Aku dan Anna saling pandang.
Mati gaya.
Hukuman pun naik level.
Kami disuruh jalan kaki ke sekolah selama seminggu penuh. Jaraknya sekitar satu kilometer dari rumah. Panas. Capek. Tapi anehnya… kami tetap ketawa di jalan, tetap ribut, tetap saling nyalahin.
“Ini gara-gara lo, An!”
“Lah, lo juga ikut manjat!”
“Gue nggak nyuruh lo ngasih daun beracun!”
“Mana gue tahu, Lif!”
Dan di situlah aku sadar sejak dulu—
Seberantem apa pun kami,
sejahat apa pun aku mengejeknya,
aku selalu ada di sampingnya.
Dan sekarang…
melihat Anna berdiri sendiri menghadapi badai ini—
Aku tidak akan pergi.
Tidak kali ini.
BEgitu dekatnya hubungan kami—sampai-sampai di rumah orang tuaku selalu tersedia satu kamar khusus untuk Anna. Kamar itu tidak pernah ditempati siapa pun selain dirinya. Dan itu bukan sekadar kebiasaan, tapi perintah mutlak dari kedua orang tuaku.
“Kalau Anna datang, itu kamarnya,” kata ibu.

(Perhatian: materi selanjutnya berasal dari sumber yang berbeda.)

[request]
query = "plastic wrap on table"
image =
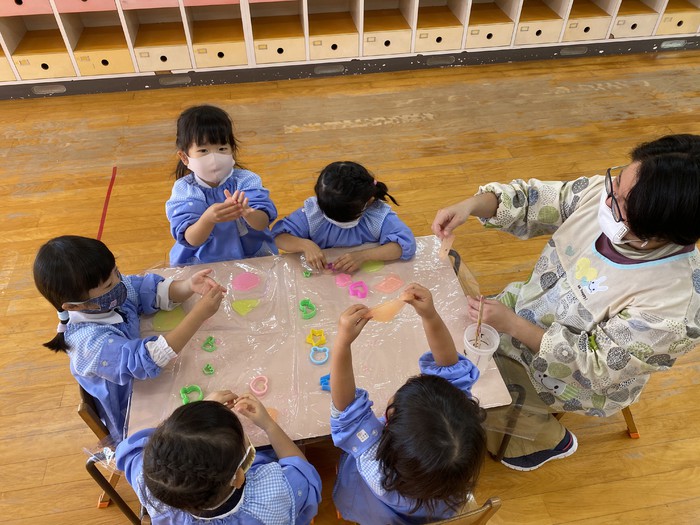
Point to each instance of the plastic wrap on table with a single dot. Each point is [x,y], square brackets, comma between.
[268,337]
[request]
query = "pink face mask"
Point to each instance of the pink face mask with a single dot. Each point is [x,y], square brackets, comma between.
[212,167]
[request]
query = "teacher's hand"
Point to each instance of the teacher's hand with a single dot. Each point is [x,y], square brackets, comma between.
[447,219]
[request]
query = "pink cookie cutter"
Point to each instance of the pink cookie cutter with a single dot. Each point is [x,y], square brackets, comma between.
[245,281]
[343,279]
[358,289]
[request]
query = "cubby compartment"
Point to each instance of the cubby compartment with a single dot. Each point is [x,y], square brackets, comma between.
[158,38]
[36,47]
[25,7]
[635,19]
[217,35]
[98,43]
[440,25]
[148,4]
[85,6]
[6,73]
[491,24]
[589,20]
[387,27]
[679,17]
[540,22]
[333,29]
[278,31]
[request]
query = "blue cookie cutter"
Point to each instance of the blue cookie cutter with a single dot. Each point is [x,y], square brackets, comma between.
[319,350]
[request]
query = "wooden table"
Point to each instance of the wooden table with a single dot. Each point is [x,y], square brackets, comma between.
[270,340]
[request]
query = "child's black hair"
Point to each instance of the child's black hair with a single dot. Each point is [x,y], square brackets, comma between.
[344,189]
[202,124]
[433,445]
[66,268]
[191,459]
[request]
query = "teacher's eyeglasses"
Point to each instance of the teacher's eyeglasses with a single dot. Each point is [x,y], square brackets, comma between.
[614,206]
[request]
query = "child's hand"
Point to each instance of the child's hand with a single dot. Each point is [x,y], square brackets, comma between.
[229,210]
[250,406]
[209,304]
[241,200]
[201,283]
[349,262]
[225,397]
[420,298]
[351,323]
[314,256]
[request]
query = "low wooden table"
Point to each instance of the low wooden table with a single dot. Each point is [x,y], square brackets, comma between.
[271,340]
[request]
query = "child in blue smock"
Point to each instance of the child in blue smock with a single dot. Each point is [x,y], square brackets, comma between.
[99,327]
[419,462]
[349,209]
[217,211]
[198,466]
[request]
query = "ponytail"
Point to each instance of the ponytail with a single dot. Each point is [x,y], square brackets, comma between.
[344,188]
[58,343]
[381,192]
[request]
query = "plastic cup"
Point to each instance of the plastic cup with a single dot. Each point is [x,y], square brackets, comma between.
[481,355]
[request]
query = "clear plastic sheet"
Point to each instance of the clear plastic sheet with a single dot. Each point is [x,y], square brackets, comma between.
[270,340]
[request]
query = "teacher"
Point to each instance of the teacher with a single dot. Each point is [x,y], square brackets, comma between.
[614,296]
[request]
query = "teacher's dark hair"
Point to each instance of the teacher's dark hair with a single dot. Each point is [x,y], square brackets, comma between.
[664,203]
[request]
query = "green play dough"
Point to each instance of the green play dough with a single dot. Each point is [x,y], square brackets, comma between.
[244,306]
[164,320]
[372,266]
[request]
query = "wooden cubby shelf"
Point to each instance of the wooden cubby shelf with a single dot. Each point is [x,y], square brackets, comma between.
[76,40]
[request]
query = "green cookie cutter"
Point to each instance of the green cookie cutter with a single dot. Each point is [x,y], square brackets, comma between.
[209,344]
[185,392]
[308,309]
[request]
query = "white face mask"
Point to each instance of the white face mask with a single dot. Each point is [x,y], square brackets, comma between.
[212,167]
[344,225]
[614,231]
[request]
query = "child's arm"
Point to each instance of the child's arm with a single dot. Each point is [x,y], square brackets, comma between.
[182,289]
[351,261]
[292,244]
[350,325]
[231,209]
[207,306]
[257,219]
[250,406]
[439,339]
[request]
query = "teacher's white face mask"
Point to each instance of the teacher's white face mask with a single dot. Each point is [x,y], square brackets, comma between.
[614,231]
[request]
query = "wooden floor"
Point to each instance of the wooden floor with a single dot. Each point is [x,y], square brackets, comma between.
[433,136]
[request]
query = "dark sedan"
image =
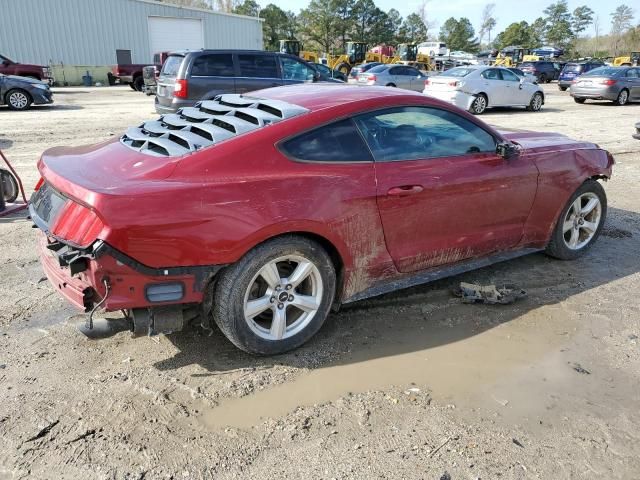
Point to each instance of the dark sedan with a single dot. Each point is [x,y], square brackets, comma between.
[19,93]
[617,84]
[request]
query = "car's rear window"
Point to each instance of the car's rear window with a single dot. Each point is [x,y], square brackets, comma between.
[258,66]
[172,65]
[572,67]
[336,142]
[457,72]
[377,69]
[603,72]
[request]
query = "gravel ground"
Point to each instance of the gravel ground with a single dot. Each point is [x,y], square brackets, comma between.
[409,385]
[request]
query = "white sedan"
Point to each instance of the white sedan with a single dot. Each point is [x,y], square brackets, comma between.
[476,88]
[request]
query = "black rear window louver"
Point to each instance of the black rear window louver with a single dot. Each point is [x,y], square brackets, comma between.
[207,123]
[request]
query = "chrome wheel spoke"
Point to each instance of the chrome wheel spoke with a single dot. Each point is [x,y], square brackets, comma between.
[279,323]
[257,306]
[306,303]
[302,271]
[271,275]
[590,227]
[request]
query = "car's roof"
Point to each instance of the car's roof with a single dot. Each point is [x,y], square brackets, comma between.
[319,96]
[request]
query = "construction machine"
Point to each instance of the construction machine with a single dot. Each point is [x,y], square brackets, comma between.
[631,60]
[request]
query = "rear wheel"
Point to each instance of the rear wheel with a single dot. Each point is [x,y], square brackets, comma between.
[536,102]
[580,222]
[479,105]
[623,97]
[276,297]
[18,99]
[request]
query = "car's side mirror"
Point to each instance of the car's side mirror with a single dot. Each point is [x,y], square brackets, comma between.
[506,150]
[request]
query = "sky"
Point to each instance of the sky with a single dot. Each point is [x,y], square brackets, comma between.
[505,12]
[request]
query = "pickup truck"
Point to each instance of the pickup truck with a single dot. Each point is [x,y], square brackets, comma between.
[131,74]
[9,67]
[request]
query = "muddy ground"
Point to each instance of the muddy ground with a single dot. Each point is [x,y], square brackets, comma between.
[410,385]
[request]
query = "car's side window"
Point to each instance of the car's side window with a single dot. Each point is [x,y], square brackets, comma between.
[337,142]
[213,65]
[411,133]
[491,74]
[293,69]
[258,66]
[509,76]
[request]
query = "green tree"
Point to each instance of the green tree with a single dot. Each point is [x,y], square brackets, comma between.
[248,7]
[488,22]
[620,22]
[459,35]
[582,18]
[274,26]
[558,21]
[413,29]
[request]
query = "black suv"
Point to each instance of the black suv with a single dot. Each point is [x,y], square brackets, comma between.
[543,70]
[189,76]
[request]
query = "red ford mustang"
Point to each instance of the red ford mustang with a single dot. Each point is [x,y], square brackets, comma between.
[263,211]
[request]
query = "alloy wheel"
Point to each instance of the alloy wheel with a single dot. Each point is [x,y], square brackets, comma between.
[18,100]
[581,221]
[283,297]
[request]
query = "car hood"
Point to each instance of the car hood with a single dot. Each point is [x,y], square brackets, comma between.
[543,141]
[107,168]
[17,78]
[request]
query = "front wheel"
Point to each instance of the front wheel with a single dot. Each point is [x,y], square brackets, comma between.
[18,99]
[580,222]
[536,102]
[479,105]
[623,98]
[276,297]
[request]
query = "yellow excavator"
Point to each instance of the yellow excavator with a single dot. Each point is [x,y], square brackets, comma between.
[294,47]
[631,60]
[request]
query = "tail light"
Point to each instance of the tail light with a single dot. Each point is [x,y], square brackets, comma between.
[181,89]
[77,225]
[38,185]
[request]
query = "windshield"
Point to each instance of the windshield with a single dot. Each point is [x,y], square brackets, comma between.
[458,72]
[603,72]
[171,66]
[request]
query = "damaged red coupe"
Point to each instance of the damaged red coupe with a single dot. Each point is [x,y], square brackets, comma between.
[263,211]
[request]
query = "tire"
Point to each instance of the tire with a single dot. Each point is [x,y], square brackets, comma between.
[560,246]
[246,280]
[536,102]
[138,82]
[10,187]
[479,105]
[18,99]
[344,68]
[623,97]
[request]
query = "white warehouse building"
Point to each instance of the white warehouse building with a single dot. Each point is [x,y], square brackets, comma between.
[96,34]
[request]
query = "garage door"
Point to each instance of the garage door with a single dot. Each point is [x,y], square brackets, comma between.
[173,33]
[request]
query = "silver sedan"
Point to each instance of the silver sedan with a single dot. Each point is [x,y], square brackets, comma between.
[394,75]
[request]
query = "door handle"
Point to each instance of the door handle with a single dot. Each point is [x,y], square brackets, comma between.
[404,190]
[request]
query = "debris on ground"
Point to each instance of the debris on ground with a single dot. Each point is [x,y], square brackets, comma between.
[491,294]
[580,369]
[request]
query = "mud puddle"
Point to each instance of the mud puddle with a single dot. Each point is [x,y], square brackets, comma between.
[451,361]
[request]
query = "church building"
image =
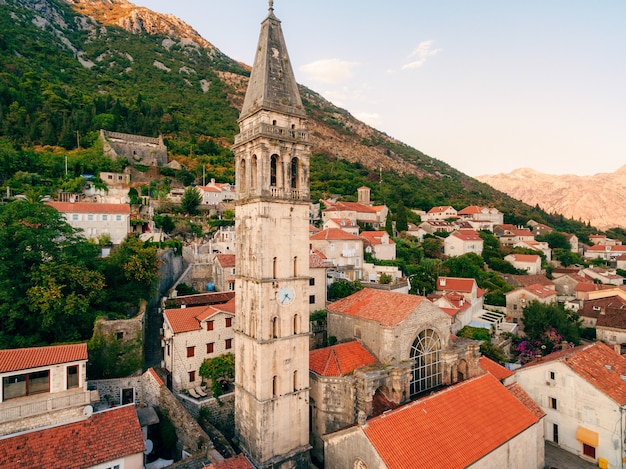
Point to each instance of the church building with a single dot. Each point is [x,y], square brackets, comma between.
[272,153]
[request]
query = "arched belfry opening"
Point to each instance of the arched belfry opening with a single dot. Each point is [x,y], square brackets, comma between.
[428,369]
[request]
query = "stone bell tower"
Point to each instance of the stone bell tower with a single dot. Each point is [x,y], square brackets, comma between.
[272,155]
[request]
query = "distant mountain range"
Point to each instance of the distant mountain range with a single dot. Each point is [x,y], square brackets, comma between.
[597,199]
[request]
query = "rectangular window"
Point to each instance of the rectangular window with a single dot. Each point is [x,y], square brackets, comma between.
[72,377]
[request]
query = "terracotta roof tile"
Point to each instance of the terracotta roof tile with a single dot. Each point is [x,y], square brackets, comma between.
[340,359]
[236,462]
[89,207]
[33,357]
[386,308]
[459,425]
[103,437]
[226,260]
[497,370]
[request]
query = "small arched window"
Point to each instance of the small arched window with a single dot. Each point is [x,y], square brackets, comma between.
[293,176]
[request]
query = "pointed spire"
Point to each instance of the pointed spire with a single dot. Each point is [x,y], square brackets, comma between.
[272,84]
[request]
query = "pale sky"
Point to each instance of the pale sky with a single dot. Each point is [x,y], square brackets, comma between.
[486,86]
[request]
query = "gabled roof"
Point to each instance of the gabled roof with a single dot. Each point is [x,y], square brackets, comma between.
[104,436]
[34,357]
[459,425]
[226,260]
[497,370]
[384,307]
[334,234]
[455,284]
[339,359]
[597,363]
[89,207]
[189,319]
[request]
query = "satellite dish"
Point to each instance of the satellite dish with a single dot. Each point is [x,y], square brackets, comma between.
[149,447]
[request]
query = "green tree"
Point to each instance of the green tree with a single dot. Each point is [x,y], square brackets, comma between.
[40,254]
[402,223]
[220,370]
[191,200]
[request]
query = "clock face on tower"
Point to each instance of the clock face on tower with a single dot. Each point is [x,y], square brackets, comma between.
[285,296]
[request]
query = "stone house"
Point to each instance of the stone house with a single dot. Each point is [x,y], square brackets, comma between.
[489,215]
[111,438]
[137,149]
[519,298]
[452,428]
[462,242]
[342,249]
[42,386]
[224,272]
[96,219]
[530,263]
[440,213]
[583,393]
[317,282]
[379,244]
[346,224]
[192,334]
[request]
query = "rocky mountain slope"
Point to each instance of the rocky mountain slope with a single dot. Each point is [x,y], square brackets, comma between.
[597,199]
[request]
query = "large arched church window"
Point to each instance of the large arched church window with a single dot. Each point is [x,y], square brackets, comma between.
[427,370]
[253,172]
[293,176]
[273,170]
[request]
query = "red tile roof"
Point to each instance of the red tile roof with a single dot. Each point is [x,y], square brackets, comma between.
[386,308]
[455,284]
[497,370]
[226,260]
[89,207]
[103,437]
[459,425]
[340,359]
[25,358]
[334,234]
[236,462]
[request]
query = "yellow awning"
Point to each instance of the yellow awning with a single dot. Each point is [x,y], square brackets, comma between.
[586,436]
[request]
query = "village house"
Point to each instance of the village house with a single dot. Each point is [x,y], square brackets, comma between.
[216,193]
[110,438]
[519,298]
[583,393]
[224,272]
[192,334]
[97,220]
[379,245]
[490,215]
[462,242]
[342,249]
[530,263]
[452,428]
[42,386]
[345,224]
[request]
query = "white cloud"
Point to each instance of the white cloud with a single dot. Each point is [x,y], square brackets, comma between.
[328,70]
[423,52]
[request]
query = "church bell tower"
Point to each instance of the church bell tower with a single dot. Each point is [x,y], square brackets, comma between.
[272,155]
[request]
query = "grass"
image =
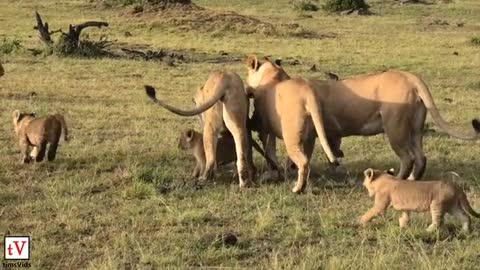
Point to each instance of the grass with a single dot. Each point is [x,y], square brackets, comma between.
[119,196]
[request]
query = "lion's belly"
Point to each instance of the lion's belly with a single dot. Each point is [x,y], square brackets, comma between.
[363,126]
[414,202]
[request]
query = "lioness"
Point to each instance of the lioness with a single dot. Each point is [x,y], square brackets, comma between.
[38,132]
[438,197]
[222,101]
[294,116]
[192,141]
[390,102]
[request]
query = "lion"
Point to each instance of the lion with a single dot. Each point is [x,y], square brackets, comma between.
[192,141]
[294,116]
[221,102]
[391,102]
[38,132]
[438,197]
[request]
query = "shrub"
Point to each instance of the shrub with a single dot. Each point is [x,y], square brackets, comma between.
[305,5]
[9,46]
[475,41]
[341,5]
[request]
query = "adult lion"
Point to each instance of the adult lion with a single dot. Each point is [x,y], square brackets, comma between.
[221,101]
[390,102]
[294,116]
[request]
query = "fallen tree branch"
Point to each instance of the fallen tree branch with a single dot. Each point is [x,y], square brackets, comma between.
[68,41]
[42,30]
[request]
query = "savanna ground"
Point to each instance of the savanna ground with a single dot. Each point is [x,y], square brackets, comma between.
[120,196]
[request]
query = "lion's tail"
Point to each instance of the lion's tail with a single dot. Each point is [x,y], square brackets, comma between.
[201,108]
[316,113]
[427,99]
[466,206]
[61,119]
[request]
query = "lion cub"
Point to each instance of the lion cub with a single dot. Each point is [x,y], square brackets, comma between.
[37,132]
[438,197]
[192,141]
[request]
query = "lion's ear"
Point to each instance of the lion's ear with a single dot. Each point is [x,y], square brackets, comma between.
[369,173]
[252,62]
[190,134]
[16,115]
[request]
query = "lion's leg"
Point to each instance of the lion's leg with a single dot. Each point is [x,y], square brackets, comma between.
[34,153]
[335,142]
[292,129]
[417,145]
[269,143]
[397,129]
[403,220]
[210,147]
[463,217]
[41,151]
[437,216]
[237,126]
[24,149]
[381,204]
[300,159]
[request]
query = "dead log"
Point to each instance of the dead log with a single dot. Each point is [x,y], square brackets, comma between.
[67,42]
[43,30]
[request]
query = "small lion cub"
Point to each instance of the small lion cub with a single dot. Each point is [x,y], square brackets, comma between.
[192,141]
[438,197]
[37,132]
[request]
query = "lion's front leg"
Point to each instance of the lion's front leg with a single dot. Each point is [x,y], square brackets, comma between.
[210,147]
[379,208]
[269,143]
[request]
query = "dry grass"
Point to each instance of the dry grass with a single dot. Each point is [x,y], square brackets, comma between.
[119,196]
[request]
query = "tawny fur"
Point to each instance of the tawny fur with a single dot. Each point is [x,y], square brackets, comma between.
[223,104]
[438,197]
[192,141]
[390,102]
[288,109]
[37,133]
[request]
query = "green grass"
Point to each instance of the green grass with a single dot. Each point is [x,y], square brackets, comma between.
[119,196]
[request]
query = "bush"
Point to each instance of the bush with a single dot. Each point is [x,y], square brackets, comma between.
[305,5]
[9,46]
[341,5]
[475,41]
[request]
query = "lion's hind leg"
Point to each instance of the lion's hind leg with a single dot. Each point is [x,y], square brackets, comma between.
[210,147]
[292,131]
[237,126]
[437,216]
[404,219]
[397,128]
[463,217]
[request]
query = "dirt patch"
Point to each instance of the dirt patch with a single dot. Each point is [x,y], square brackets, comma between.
[190,17]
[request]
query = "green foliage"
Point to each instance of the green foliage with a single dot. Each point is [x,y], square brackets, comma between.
[341,5]
[8,46]
[475,40]
[305,5]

Tak ada yang boleh mengganggu. Tak ada yang berani membantah.
Sejak aku dan kakak-kakakku beranjak dewasa, ayah sudah menanamkan satu prinsip yang tak pernah berubah.
“Kamu harus bisa berdiri di atas kakimu sendiri,” katanya tegas.
Artinya sederhana—kami harus bisa menentukan tujuan hidup kami sendiri. Tidak bergantung. Tidak manja pada keadaan.
Itu sebabnya, setelah lulus SMA, aku memilih pergi. Singapura.
Kuliah sambil kerja, mengambil jurusan desain dan arsitektur. Hidup keras, jadwal padat, tidur sering kurang—tapi aku menikmati prosesnya. Aku membangun diriku dari nol.
Sementara itu, Anna memilih jalan yang berbeda.
Ia menikah dengan Bang Rian.
Mengikuti suaminya pindah ke kota ini. Menjadi istri. Menjadi ibu. Menjadi pusat dari rumah tangga kecilnya.
Kami menempuh jalan masing-masing, tapi satu hal tak pernah berubah—
Tempat Anna di hidupku.
Dan sekarang, ketika aku melihatnya mencoba kuat sendirian, menyembunyikan luka di balik ketenangan, aku tahu satu hal pasti—
Apa pun yang terjadi nanti,
Anna tidak akan menghadapinya sendirian.
Tidak selama aku masih berdiri di sini.